As outlined in [its documentation](https://rancher.com/docs/rancher/v1.6/en/cattle/adding-load-balancers/), Rancher v1.6 provided rich support for load balancing using its own microservice powered by HAProxy, which supports HTTP, HTTPS, TCP hostname, and path-based routing. Most of these same features are available in v2.x. However, load balancers that you used with v1.6 cannot be migrated to v2.x. You'll have to manually recreate your v1.6 load balancer in v2.x.
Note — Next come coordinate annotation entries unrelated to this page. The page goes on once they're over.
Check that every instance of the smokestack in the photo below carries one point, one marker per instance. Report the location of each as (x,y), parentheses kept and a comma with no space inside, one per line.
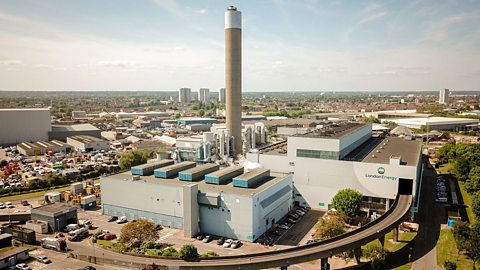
(233,74)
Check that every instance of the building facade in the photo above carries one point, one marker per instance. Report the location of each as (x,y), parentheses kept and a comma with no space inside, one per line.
(185,95)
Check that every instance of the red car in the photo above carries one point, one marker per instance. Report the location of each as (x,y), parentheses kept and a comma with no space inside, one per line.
(109,236)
If you encounter the `output.txt` text below after parsing your v1.6 Compose files to Kubernetes manifests, you'll have to resolve it by manually creating a load balancer in v2.x.
<figcaption><code>output.txt</code> Load Balancer Directive</figcaption>
![Resolve Load Balancer Directive]({{< baseurl >}}/img/rancher/resolve-load-balancer.png)
## In This Document
<!-- TOC -->
- [Load Balancing Protocol Options](#load-balancing-protocol-options)
- [Load Balancer Deployment](#load-balancer-deployment)
- [Load Balancing Architecture](#load-balancing-architecture)
- [Ingress Caveats](#ingress-caveats)
- [Deploying Ingress](#deploying-ingress)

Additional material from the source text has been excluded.